Civil Rights Lessons Mixed With a Cool Read from Nic Stone

A cool read for young readers to discover information about civil rights issues from the past
A cool read for young readers to discover information about civil rights issues from the past | Source

Ride Along With Scoob and His Grandma to Learn About Race Relations From the Past

Best-selling author Nic Stone's Clean Getaway is a must-have for young readers who are sometimes reluctant to learn about history. The Civil Rights Era is an important historical concept for children to learn in order to walk into the future with good race relations. This fun read has all the elements of a book that will draw in young readers with adventure, travel, and relationships with family. Many young readers are members of an interracial family in our society today. Scoob has a white grandma and young readers will be delighted to engage in a story with characters that they might be able to relate to.

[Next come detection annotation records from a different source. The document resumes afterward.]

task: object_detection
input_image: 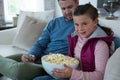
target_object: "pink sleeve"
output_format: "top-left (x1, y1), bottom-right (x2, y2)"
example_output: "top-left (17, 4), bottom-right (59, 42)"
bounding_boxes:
top-left (70, 40), bottom-right (109, 80)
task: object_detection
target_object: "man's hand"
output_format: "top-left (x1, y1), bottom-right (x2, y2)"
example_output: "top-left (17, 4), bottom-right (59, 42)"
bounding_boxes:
top-left (21, 54), bottom-right (35, 62)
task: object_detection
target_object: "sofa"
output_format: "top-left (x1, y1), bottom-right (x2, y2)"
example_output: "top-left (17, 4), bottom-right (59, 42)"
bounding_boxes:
top-left (0, 10), bottom-right (54, 80)
top-left (0, 10), bottom-right (120, 80)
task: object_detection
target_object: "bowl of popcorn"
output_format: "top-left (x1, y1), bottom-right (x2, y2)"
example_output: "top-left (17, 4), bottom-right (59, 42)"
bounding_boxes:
top-left (41, 54), bottom-right (79, 78)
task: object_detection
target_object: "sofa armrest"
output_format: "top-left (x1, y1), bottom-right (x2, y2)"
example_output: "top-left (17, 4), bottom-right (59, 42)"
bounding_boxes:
top-left (0, 28), bottom-right (17, 44)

Spring vacation is here and Scoob is not looking forward to the boredom that this will bring for him. He is on house arrest for some trouble in school and spring vacation will not be the spring break that he imagined. He is excited when Grandma comes up with an adventurous idea. How about a road trip to the South to learn about the past racial relations in our country and how things might be different now. Scoob has no idea about the racial relations of the past. He just knows that he has a white grandma and his grandfather is African-American. His grandmother was supposed to make this trip with Grandpa, but because of their interracial marriage, this was not possible. Scoob is excited to have the opportunity.

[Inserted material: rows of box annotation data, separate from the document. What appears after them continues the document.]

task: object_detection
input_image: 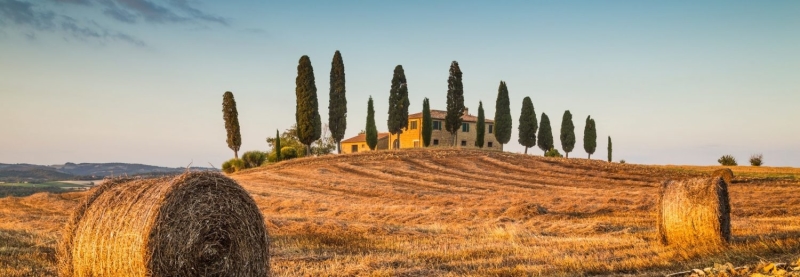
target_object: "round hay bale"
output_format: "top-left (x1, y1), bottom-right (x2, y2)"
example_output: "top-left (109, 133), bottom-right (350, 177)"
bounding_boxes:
top-left (711, 168), bottom-right (733, 185)
top-left (57, 172), bottom-right (270, 276)
top-left (656, 177), bottom-right (731, 248)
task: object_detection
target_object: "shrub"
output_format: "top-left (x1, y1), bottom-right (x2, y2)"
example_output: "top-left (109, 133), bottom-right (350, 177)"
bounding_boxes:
top-left (222, 159), bottom-right (245, 174)
top-left (281, 146), bottom-right (297, 161)
top-left (750, 154), bottom-right (764, 166)
top-left (717, 155), bottom-right (736, 166)
top-left (544, 147), bottom-right (564, 158)
top-left (242, 151), bottom-right (267, 168)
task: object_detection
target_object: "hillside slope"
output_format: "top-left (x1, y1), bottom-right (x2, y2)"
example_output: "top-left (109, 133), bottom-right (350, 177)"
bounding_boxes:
top-left (0, 149), bottom-right (800, 276)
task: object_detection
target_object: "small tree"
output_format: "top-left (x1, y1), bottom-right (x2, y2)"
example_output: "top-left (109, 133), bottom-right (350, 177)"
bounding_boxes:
top-left (560, 110), bottom-right (575, 158)
top-left (273, 129), bottom-right (281, 162)
top-left (494, 81), bottom-right (512, 147)
top-left (222, 91), bottom-right (242, 159)
top-left (386, 65), bottom-right (409, 148)
top-left (422, 97), bottom-right (433, 147)
top-left (517, 96), bottom-right (539, 155)
top-left (365, 96), bottom-right (378, 150)
top-left (295, 55), bottom-right (322, 155)
top-left (583, 116), bottom-right (597, 159)
top-left (328, 50), bottom-right (347, 154)
top-left (750, 154), bottom-right (764, 166)
top-left (444, 61), bottom-right (464, 146)
top-left (538, 113), bottom-right (554, 154)
top-left (475, 101), bottom-right (486, 148)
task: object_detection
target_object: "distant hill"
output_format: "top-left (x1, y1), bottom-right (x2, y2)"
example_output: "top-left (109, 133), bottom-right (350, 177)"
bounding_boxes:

Grandma is ready to travel with her prized possession of the Green Book. Important sites in the South are listed with important facts about how these sites are connected to the Civil Rights Era. Their first stop in Alabama presents the first opportunity for Scoob to begin learning things that he never imagined. A lot of facts are disturbing, but they are presented in the story as part of the learning adventure. Scoob and his grandma visit Memphis, Jackson, Mississippi, Houston and Dallas on their tour of the South. Stone mixes history with adventure and presents engaging opportunities for young readers to create conversations about racial relations in their world today. The title has a connection to Scoob's grandma's strange behavior while on their travels. Did she have a reason for changing the license plate on her van? The conclusion explains the title.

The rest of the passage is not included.